Così noi diventiamo tutt’uno con la gioia, non superficiale di alti e bassi, legata ad altri, alle circostanze esterne e agli oggetti, ma uno stato di essere che corrisponde a piani più elevati della coscienza, dove la consapevolezza trova l’essenza più sottile e il passeggero non ci interessa più come ricerca di vita. Ci sarà ancora, nei suoi risvolti pratici e negli eventi da affrontare, ma la luce di Maya, l’apparenza, non potrà più irretirci con i suoi flash, perché è un’altra la luce che ci attrae e lì la gioia è una presenza tanto più costante, quanto più la guardiamo.
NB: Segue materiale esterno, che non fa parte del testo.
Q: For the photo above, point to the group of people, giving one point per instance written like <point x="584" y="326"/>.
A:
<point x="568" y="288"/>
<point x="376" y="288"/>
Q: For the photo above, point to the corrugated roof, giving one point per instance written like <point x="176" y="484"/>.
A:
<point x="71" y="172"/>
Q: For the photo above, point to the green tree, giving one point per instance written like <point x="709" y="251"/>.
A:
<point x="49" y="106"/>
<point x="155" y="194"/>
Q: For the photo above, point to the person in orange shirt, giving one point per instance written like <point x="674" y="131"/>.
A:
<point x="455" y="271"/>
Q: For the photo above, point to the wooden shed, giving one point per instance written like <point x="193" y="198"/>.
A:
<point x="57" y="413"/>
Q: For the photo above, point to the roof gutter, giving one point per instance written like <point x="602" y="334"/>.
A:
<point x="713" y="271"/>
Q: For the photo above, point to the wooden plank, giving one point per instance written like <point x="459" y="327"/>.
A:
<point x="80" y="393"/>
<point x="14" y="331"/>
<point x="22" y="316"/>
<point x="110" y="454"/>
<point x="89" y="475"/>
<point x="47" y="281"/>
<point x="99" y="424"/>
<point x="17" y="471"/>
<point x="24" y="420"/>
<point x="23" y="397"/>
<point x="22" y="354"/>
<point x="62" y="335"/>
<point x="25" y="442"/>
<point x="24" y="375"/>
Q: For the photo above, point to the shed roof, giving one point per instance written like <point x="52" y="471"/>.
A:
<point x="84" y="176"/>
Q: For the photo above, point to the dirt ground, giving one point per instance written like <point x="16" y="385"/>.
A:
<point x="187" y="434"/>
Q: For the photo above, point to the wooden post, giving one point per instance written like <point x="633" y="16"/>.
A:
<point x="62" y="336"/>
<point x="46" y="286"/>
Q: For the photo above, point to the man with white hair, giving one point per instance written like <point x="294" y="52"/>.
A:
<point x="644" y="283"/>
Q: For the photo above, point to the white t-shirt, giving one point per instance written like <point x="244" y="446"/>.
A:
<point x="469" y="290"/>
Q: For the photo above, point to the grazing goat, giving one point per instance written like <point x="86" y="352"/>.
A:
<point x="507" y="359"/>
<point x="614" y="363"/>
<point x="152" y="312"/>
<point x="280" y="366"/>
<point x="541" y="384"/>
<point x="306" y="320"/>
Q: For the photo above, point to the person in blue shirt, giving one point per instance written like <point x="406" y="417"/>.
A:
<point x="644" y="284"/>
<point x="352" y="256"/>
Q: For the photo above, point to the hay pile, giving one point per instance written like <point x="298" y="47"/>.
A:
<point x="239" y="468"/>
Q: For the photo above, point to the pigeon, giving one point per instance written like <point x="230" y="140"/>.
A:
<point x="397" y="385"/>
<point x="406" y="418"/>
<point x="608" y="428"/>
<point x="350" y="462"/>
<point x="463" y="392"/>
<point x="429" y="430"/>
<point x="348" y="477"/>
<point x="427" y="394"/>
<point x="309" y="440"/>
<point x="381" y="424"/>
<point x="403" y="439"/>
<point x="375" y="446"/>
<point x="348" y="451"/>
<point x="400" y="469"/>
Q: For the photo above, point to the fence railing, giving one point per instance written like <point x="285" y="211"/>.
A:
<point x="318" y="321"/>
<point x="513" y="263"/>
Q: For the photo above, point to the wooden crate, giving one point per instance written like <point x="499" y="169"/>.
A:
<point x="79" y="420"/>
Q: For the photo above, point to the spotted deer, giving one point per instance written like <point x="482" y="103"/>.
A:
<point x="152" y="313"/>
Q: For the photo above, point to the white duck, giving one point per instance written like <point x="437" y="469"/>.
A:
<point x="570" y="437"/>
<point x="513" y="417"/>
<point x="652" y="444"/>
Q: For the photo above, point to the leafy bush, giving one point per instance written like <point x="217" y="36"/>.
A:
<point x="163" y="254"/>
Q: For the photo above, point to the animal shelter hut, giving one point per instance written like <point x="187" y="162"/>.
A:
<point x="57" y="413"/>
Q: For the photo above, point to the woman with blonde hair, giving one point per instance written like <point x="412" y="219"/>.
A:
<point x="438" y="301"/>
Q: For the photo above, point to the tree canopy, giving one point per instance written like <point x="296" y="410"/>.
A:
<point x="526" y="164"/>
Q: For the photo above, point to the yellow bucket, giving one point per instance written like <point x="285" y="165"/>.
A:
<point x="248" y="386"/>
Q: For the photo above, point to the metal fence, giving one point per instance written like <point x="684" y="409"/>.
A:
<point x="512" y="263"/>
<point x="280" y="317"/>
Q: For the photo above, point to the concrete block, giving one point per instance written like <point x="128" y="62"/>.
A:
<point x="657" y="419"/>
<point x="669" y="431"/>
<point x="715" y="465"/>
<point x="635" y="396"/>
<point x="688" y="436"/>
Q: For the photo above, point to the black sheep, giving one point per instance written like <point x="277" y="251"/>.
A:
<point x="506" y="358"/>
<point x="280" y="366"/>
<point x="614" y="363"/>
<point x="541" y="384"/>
È possibile arrivarci, da qualsiasi situazione noi si parta, perché l’abbiamo insita dentro di noi. Va solo ripulita dalle asperità della vita e dai nostri sguardi più cupi. Con l’abitudine a farlo si sottolinea la sua importanza e lei si manifesta sempre di più. Va cercata come qualche cosa di prezioso e importante, con riflessione, ragionamento, costanza e apertura di cuore. Sentendosi cercata e amata, si svelerà.    

I PASSI DELLA MEDITAZIONE

La comprensione degli aspetti della vita viene riflettendoci e meditando se un fatto, una questione o un evento sono giusti o no, se sono corretti per la vita che esiste tutto intorno a noi e per noi stessi. Meditare significa considerare in profondità e con sensibilità gli aspetti di qualche cosa o qualcuno. Questo porta a riflettere sull’essenza di ciò che è, della vita e del principio che unisce e governa.

Non è una pratica facile, perché siamo spesso fuorviati dalle considerazioni futili e immediate che ci legano alla quotidianità e ai nostri problemi strutturali e improvvisi. Eppure, è proprio la possibilità che abbiamo di vedere le questioni dell’esistenza in modo più distaccato, senza farcene toccare e poter arrivare così ad una decisione pratica che ci permetta di vivere meglio. Non è veloce il suo processo, non da fast food o usa e getta, ma porta all’abitudine di considerare l’utilità dei vari aspetti.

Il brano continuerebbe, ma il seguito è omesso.